Trust rides high on stock market surge
Shetland Charitable Trust (SCT) earned £130 million more than expected during the last financial year, propelling its overall value to £458m.
The dramatic growth during 2020/21 stemmed from what the trust described as “an extraordinary period” for world equity markets which saw fortunes tumbling in the early months of the Covid-19 pandemic before recovering and surging to near all-time highs.
SCT was banking on a return of £18.4m for the year. Its investments actually generated £148.2m – a return of 50 per cent driven by the success of its biggest fund manager Baillie Gifford.
At their virtual meeting on Thursday, trustees heard that growth had been strongest in the United States and Japan with particular success for technology firms and those in the digital sector.
SCT chair Dr Andrew Cooper said: “To add nearly £150m to the trust in one year is outstanding by any yardstick. We are always conscious that it’s the longer-term return that matters and fortunes can dip just as quickly. But it’s reassuring for the community’s future that we have strong reserves in place to cope with the social challenges of uncertain times ahead.”

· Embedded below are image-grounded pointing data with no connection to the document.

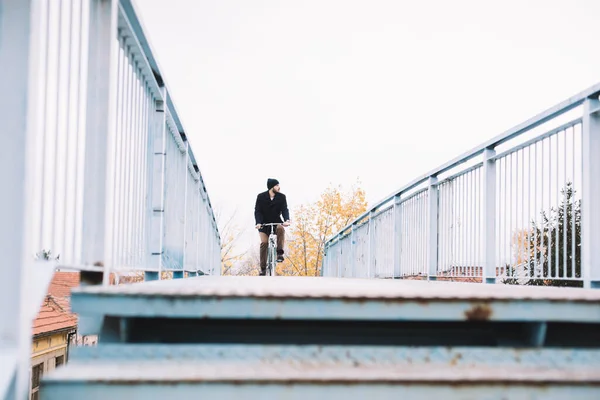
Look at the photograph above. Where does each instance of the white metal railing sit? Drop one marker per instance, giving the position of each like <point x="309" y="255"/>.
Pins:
<point x="95" y="162"/>
<point x="521" y="208"/>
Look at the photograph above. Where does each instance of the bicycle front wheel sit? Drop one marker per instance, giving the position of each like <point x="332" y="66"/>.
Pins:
<point x="273" y="262"/>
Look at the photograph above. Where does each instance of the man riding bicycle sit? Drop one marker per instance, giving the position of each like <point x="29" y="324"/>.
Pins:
<point x="269" y="208"/>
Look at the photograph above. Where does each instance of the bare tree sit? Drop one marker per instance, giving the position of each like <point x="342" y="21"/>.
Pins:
<point x="230" y="233"/>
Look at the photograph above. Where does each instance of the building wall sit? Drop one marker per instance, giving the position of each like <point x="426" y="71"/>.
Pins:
<point x="45" y="352"/>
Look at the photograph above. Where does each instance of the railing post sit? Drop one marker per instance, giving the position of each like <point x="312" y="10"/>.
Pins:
<point x="590" y="211"/>
<point x="178" y="274"/>
<point x="158" y="190"/>
<point x="397" y="236"/>
<point x="371" y="253"/>
<point x="22" y="128"/>
<point x="352" y="266"/>
<point x="340" y="256"/>
<point x="432" y="228"/>
<point x="488" y="273"/>
<point x="98" y="193"/>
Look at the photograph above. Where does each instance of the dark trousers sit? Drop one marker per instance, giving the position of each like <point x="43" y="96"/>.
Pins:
<point x="264" y="245"/>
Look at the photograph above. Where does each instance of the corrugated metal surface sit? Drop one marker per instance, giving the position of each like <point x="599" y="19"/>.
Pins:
<point x="331" y="298"/>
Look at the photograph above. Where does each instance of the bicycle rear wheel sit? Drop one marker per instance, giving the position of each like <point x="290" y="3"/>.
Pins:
<point x="272" y="260"/>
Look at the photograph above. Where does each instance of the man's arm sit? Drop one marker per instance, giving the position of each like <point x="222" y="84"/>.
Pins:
<point x="258" y="217"/>
<point x="285" y="212"/>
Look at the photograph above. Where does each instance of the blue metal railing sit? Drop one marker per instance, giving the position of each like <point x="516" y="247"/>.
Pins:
<point x="517" y="208"/>
<point x="97" y="165"/>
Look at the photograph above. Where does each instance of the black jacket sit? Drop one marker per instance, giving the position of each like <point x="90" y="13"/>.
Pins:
<point x="267" y="211"/>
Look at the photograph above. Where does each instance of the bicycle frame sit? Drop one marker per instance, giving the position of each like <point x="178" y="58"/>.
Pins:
<point x="272" y="251"/>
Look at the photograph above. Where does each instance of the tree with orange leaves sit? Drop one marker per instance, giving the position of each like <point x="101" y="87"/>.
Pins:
<point x="315" y="223"/>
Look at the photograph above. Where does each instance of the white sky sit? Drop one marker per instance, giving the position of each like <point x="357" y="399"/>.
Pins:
<point x="380" y="90"/>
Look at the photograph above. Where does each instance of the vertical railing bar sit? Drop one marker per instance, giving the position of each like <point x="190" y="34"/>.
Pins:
<point x="145" y="189"/>
<point x="129" y="164"/>
<point x="68" y="135"/>
<point x="511" y="198"/>
<point x="44" y="134"/>
<point x="573" y="226"/>
<point x="135" y="168"/>
<point x="137" y="209"/>
<point x="143" y="166"/>
<point x="565" y="223"/>
<point x="464" y="225"/>
<point x="122" y="156"/>
<point x="590" y="212"/>
<point x="442" y="229"/>
<point x="471" y="208"/>
<point x="536" y="248"/>
<point x="121" y="139"/>
<point x="412" y="242"/>
<point x="53" y="196"/>
<point x="132" y="212"/>
<point x="528" y="216"/>
<point x="432" y="228"/>
<point x="78" y="148"/>
<point x="117" y="155"/>
<point x="146" y="185"/>
<point x="558" y="189"/>
<point x="549" y="263"/>
<point x="542" y="251"/>
<point x="480" y="219"/>
<point x="489" y="218"/>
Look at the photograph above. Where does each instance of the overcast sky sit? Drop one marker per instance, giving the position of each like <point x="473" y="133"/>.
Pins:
<point x="330" y="91"/>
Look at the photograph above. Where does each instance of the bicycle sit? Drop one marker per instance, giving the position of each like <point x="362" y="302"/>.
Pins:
<point x="271" y="251"/>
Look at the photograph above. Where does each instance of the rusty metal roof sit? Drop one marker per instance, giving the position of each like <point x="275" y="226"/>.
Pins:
<point x="333" y="298"/>
<point x="342" y="288"/>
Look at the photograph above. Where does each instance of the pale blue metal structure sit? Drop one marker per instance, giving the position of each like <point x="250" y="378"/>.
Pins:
<point x="95" y="161"/>
<point x="481" y="215"/>
<point x="99" y="170"/>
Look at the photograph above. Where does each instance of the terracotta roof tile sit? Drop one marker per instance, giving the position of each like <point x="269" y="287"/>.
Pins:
<point x="62" y="283"/>
<point x="55" y="311"/>
<point x="53" y="317"/>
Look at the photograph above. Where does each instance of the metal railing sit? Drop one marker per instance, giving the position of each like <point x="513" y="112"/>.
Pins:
<point x="96" y="166"/>
<point x="520" y="208"/>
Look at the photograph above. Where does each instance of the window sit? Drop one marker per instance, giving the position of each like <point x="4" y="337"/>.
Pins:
<point x="60" y="360"/>
<point x="36" y="375"/>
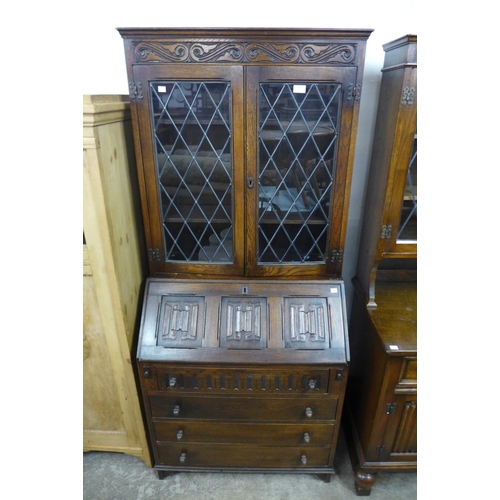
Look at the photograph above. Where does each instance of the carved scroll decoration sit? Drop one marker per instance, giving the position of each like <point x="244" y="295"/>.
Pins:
<point x="210" y="51"/>
<point x="408" y="96"/>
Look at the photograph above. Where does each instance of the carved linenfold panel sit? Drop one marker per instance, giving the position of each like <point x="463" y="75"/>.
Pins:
<point x="243" y="323"/>
<point x="406" y="438"/>
<point x="306" y="323"/>
<point x="213" y="51"/>
<point x="180" y="324"/>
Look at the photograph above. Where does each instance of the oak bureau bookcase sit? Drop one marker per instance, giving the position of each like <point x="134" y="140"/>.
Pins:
<point x="245" y="141"/>
<point x="380" y="415"/>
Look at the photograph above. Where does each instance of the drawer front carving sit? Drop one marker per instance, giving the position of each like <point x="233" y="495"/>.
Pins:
<point x="307" y="435"/>
<point x="230" y="407"/>
<point x="248" y="381"/>
<point x="220" y="455"/>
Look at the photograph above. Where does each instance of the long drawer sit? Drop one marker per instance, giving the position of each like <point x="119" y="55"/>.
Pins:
<point x="222" y="455"/>
<point x="223" y="380"/>
<point x="303" y="434"/>
<point x="241" y="408"/>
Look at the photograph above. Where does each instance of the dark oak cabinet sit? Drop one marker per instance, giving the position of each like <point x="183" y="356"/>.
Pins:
<point x="380" y="414"/>
<point x="245" y="147"/>
<point x="245" y="143"/>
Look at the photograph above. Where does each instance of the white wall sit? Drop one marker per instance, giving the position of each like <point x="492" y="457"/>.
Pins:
<point x="103" y="71"/>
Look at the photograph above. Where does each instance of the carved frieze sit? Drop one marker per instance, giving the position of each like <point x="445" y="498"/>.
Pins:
<point x="213" y="51"/>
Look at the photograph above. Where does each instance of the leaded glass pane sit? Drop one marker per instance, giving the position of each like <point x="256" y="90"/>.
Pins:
<point x="298" y="129"/>
<point x="408" y="219"/>
<point x="192" y="135"/>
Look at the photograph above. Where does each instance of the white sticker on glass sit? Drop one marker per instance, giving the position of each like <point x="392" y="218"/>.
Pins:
<point x="299" y="89"/>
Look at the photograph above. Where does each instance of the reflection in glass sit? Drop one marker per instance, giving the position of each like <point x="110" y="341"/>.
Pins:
<point x="192" y="134"/>
<point x="408" y="219"/>
<point x="298" y="128"/>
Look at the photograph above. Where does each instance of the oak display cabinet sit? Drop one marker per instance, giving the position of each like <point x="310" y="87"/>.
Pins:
<point x="380" y="414"/>
<point x="245" y="141"/>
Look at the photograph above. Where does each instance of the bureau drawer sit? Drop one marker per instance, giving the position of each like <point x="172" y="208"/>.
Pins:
<point x="240" y="408"/>
<point x="223" y="380"/>
<point x="220" y="455"/>
<point x="306" y="435"/>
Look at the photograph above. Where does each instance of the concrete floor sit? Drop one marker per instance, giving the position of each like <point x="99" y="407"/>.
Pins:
<point x="115" y="476"/>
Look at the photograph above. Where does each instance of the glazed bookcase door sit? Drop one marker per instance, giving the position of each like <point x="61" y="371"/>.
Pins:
<point x="401" y="201"/>
<point x="193" y="118"/>
<point x="297" y="168"/>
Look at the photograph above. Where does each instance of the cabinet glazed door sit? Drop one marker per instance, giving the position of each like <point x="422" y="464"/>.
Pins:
<point x="299" y="121"/>
<point x="400" y="205"/>
<point x="193" y="117"/>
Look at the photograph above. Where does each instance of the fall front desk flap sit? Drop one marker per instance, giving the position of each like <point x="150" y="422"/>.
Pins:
<point x="244" y="321"/>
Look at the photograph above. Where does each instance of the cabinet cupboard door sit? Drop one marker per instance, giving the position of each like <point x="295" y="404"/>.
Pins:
<point x="299" y="121"/>
<point x="193" y="118"/>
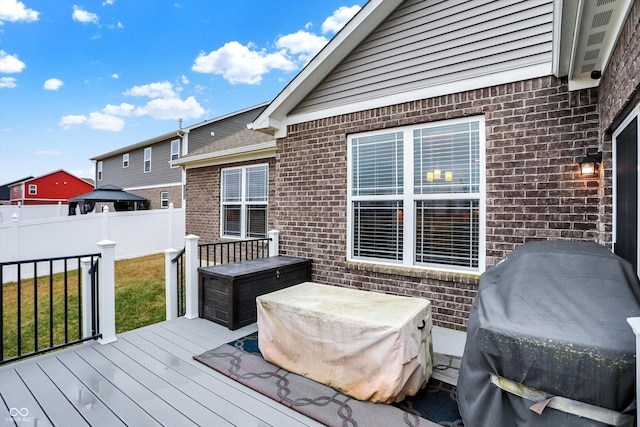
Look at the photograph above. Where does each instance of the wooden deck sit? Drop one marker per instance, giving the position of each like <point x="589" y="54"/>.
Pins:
<point x="147" y="377"/>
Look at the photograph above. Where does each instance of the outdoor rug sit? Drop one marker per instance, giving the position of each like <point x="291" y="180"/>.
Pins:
<point x="435" y="405"/>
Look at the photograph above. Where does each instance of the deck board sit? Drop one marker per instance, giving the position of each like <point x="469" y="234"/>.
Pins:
<point x="147" y="377"/>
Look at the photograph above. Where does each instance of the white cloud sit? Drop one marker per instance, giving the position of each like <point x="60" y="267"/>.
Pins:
<point x="237" y="63"/>
<point x="84" y="16"/>
<point x="14" y="11"/>
<point x="8" y="82"/>
<point x="340" y="17"/>
<point x="302" y="43"/>
<point x="152" y="90"/>
<point x="123" y="109"/>
<point x="10" y="63"/>
<point x="100" y="121"/>
<point x="46" y="153"/>
<point x="53" y="84"/>
<point x="67" y="122"/>
<point x="172" y="109"/>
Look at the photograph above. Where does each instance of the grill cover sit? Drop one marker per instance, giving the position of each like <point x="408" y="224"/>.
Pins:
<point x="552" y="316"/>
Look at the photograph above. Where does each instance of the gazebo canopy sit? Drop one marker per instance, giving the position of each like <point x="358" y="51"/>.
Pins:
<point x="122" y="200"/>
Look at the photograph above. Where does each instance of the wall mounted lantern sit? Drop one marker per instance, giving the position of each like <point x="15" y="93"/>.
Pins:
<point x="589" y="163"/>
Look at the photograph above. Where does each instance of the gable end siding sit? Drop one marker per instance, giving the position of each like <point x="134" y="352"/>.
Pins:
<point x="427" y="43"/>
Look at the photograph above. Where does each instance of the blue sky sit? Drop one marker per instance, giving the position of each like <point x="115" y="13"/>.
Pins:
<point x="82" y="78"/>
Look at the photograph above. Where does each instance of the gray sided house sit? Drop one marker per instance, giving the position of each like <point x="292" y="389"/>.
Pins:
<point x="144" y="168"/>
<point x="230" y="188"/>
<point x="429" y="139"/>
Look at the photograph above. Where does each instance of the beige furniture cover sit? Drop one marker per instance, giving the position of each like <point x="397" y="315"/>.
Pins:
<point x="369" y="345"/>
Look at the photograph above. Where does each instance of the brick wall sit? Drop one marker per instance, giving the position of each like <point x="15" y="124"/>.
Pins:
<point x="202" y="195"/>
<point x="535" y="133"/>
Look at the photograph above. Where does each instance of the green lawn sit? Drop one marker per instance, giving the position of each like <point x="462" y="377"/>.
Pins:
<point x="140" y="301"/>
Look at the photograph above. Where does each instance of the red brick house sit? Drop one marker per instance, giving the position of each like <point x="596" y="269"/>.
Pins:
<point x="428" y="140"/>
<point x="55" y="187"/>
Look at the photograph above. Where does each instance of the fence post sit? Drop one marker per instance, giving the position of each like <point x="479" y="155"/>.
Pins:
<point x="635" y="325"/>
<point x="191" y="276"/>
<point x="274" y="243"/>
<point x="85" y="265"/>
<point x="171" y="283"/>
<point x="105" y="222"/>
<point x="107" y="292"/>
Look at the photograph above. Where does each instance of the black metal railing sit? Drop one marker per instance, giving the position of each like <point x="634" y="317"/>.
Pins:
<point x="41" y="306"/>
<point x="182" y="304"/>
<point x="235" y="251"/>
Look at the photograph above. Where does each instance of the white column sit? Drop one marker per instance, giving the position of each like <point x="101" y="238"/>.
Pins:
<point x="171" y="283"/>
<point x="635" y="325"/>
<point x="191" y="276"/>
<point x="85" y="265"/>
<point x="274" y="243"/>
<point x="107" y="292"/>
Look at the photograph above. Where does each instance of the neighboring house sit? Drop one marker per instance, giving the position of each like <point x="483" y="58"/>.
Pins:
<point x="55" y="187"/>
<point x="229" y="187"/>
<point x="144" y="168"/>
<point x="5" y="192"/>
<point x="429" y="139"/>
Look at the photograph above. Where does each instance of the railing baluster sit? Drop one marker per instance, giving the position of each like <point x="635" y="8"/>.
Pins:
<point x="50" y="303"/>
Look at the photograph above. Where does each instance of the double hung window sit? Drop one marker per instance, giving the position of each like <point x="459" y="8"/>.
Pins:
<point x="416" y="195"/>
<point x="244" y="201"/>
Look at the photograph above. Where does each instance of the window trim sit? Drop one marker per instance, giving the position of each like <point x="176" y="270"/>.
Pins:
<point x="409" y="199"/>
<point x="144" y="163"/>
<point x="244" y="203"/>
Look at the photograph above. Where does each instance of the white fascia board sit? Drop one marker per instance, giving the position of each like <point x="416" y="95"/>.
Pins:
<point x="533" y="71"/>
<point x="252" y="152"/>
<point x="356" y="30"/>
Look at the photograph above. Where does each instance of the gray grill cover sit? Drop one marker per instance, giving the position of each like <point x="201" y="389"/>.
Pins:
<point x="552" y="316"/>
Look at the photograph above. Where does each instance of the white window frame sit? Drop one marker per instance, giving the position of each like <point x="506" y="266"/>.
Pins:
<point x="409" y="199"/>
<point x="243" y="202"/>
<point x="147" y="160"/>
<point x="175" y="151"/>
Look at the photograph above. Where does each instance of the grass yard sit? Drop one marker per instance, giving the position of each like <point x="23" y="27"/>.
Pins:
<point x="140" y="301"/>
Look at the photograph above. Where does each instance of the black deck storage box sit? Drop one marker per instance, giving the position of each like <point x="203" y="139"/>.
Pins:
<point x="227" y="292"/>
<point x="552" y="317"/>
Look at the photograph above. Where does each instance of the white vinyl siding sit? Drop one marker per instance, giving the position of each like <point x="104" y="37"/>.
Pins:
<point x="244" y="201"/>
<point x="416" y="195"/>
<point x="147" y="160"/>
<point x="426" y="44"/>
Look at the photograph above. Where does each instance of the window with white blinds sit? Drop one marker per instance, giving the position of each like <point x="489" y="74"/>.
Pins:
<point x="244" y="197"/>
<point x="433" y="219"/>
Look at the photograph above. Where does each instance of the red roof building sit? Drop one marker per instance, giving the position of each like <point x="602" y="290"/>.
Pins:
<point x="59" y="186"/>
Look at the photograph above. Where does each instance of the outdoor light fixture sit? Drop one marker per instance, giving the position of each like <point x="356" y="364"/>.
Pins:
<point x="589" y="163"/>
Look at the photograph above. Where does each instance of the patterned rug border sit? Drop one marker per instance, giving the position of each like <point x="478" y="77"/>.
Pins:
<point x="251" y="370"/>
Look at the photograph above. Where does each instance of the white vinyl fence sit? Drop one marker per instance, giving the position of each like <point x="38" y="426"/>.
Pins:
<point x="137" y="233"/>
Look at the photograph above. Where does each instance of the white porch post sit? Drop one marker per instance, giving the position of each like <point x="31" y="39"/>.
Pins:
<point x="191" y="276"/>
<point x="171" y="283"/>
<point x="274" y="243"/>
<point x="635" y="325"/>
<point x="107" y="292"/>
<point x="85" y="265"/>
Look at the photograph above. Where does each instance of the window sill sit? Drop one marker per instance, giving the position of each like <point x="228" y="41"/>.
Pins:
<point x="424" y="273"/>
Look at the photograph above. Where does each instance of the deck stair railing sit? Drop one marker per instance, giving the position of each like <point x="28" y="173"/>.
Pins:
<point x="46" y="300"/>
<point x="181" y="267"/>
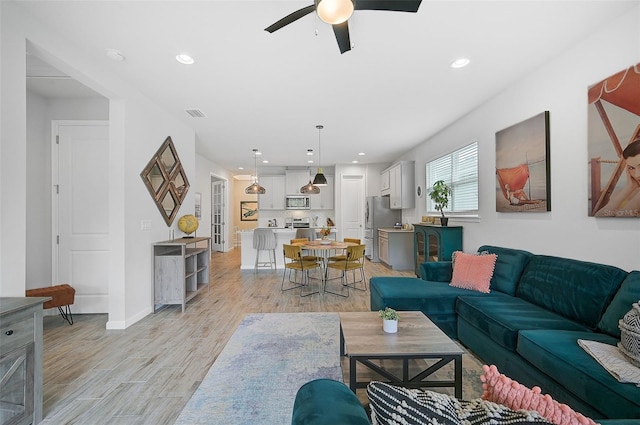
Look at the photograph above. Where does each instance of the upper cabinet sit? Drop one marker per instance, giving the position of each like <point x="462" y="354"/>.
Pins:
<point x="324" y="200"/>
<point x="295" y="180"/>
<point x="401" y="178"/>
<point x="273" y="199"/>
<point x="385" y="184"/>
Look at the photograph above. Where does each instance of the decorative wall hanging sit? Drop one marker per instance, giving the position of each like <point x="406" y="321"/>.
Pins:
<point x="614" y="145"/>
<point x="248" y="211"/>
<point x="166" y="180"/>
<point x="523" y="166"/>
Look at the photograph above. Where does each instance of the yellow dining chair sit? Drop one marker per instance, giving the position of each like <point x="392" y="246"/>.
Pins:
<point x="343" y="257"/>
<point x="354" y="261"/>
<point x="293" y="261"/>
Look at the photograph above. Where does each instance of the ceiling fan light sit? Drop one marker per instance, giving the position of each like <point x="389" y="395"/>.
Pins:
<point x="310" y="189"/>
<point x="334" y="11"/>
<point x="319" y="179"/>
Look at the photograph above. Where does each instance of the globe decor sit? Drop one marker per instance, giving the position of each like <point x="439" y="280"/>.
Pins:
<point x="188" y="224"/>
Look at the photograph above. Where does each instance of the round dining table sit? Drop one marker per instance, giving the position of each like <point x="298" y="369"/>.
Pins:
<point x="322" y="249"/>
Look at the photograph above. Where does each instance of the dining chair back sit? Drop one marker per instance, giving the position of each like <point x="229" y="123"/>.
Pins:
<point x="264" y="240"/>
<point x="354" y="262"/>
<point x="293" y="260"/>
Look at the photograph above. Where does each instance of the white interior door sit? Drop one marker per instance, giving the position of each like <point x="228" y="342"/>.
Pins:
<point x="218" y="222"/>
<point x="352" y="206"/>
<point x="81" y="211"/>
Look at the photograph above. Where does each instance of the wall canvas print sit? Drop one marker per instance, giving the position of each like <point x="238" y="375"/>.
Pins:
<point x="522" y="166"/>
<point x="248" y="211"/>
<point x="614" y="145"/>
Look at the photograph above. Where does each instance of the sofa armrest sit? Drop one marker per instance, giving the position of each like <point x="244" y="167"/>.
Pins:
<point x="327" y="402"/>
<point x="436" y="271"/>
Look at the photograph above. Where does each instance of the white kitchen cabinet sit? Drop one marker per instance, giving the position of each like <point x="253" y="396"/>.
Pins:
<point x="273" y="198"/>
<point x="401" y="185"/>
<point x="324" y="200"/>
<point x="295" y="180"/>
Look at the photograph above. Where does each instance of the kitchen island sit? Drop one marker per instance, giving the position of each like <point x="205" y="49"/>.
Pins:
<point x="283" y="236"/>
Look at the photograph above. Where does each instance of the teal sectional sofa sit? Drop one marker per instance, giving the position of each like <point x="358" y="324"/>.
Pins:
<point x="529" y="324"/>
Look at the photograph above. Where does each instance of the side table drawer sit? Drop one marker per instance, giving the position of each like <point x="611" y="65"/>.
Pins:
<point x="16" y="334"/>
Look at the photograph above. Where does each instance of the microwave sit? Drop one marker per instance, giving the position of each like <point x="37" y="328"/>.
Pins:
<point x="297" y="202"/>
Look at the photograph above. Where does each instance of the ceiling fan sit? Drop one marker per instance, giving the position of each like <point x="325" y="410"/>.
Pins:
<point x="338" y="12"/>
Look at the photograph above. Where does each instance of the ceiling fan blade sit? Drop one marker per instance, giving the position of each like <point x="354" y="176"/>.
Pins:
<point x="342" y="36"/>
<point x="291" y="18"/>
<point x="396" y="5"/>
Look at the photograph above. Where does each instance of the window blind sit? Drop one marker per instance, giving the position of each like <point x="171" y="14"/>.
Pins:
<point x="459" y="170"/>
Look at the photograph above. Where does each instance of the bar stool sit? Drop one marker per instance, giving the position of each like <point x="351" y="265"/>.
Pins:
<point x="265" y="240"/>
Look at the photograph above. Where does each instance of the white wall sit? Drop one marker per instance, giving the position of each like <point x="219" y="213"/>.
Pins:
<point x="561" y="88"/>
<point x="137" y="128"/>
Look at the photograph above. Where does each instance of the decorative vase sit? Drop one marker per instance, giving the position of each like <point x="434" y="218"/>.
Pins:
<point x="390" y="326"/>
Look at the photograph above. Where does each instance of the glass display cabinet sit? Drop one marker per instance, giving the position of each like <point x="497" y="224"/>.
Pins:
<point x="434" y="243"/>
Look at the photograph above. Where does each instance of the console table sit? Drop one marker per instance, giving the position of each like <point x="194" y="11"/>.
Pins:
<point x="21" y="360"/>
<point x="181" y="269"/>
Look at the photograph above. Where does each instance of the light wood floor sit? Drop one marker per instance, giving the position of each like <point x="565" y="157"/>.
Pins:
<point x="145" y="374"/>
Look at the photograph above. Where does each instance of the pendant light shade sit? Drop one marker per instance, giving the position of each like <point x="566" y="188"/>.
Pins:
<point x="255" y="188"/>
<point x="310" y="189"/>
<point x="334" y="11"/>
<point x="319" y="179"/>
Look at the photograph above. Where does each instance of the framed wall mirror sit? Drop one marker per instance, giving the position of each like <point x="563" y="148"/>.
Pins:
<point x="166" y="180"/>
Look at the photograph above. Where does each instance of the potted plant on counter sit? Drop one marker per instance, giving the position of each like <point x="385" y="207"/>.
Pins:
<point x="390" y="319"/>
<point x="439" y="194"/>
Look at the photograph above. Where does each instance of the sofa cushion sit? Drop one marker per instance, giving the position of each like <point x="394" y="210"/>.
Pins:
<point x="501" y="318"/>
<point x="558" y="354"/>
<point x="628" y="293"/>
<point x="435" y="299"/>
<point x="578" y="290"/>
<point x="509" y="267"/>
<point x="325" y="401"/>
<point x="501" y="389"/>
<point x="392" y="405"/>
<point x="473" y="271"/>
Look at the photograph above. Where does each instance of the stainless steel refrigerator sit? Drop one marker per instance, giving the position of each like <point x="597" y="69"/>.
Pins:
<point x="377" y="214"/>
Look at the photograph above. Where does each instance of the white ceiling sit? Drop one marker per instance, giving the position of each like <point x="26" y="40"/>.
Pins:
<point x="391" y="92"/>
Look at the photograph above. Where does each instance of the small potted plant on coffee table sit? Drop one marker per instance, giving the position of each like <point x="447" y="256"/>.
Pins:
<point x="439" y="194"/>
<point x="390" y="319"/>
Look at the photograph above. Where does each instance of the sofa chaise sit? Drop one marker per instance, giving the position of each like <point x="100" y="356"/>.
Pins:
<point x="529" y="323"/>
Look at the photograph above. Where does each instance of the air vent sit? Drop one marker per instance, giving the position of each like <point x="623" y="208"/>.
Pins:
<point x="195" y="113"/>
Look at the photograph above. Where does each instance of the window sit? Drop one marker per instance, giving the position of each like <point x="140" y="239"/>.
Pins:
<point x="459" y="170"/>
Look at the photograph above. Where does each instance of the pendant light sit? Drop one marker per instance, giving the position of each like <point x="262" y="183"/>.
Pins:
<point x="310" y="189"/>
<point x="319" y="179"/>
<point x="255" y="188"/>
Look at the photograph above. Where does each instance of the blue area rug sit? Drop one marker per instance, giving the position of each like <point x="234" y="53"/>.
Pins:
<point x="256" y="377"/>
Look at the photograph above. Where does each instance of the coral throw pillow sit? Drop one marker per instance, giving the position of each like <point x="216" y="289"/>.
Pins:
<point x="472" y="271"/>
<point x="501" y="389"/>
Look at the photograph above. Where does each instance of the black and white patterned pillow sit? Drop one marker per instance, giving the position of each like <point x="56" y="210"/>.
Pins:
<point x="392" y="405"/>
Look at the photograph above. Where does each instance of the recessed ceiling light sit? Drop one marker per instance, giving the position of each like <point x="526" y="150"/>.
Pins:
<point x="185" y="59"/>
<point x="460" y="63"/>
<point x="115" y="55"/>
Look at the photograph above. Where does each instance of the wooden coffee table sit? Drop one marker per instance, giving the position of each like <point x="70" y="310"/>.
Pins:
<point x="362" y="340"/>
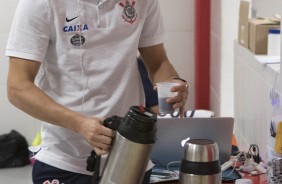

It is just two years since the trust climbed back to financial sustainability, having steered its reserves above £300m in 2019 for the first time since 2000. In 2008/09 they had dropped to £150m due to overspending and a downturn in markets at the end of 2008.
In the 2021/22 financial year, the trust has increased its spending to £12m, including an extra £1m for its main grant scheme supporting 26 organisations, more than a dozen of them for the first time. It also introduced a new small grants scheme.
The main beneficiaries of SCT spending are islanders who use Shetland’s care homes, leisure centres, arts venues, museums and heritage services or who get help from many of the voluntary services provided by local charities.
Last year SCT was also able to pay out an extra £500,000 towards the MRI Scanner Appeal and to put in place a £1.3m safety net for local charitable organisations hit by a slump in trade during lockdowns.
SCT started out in 1976 with a pot of £81m from oil revenues and has since spent around £340m on community services. The focus continues to be on supporting people in need, especially the elderly, children and young people, as well as seeking to enhance Shetland’s environment.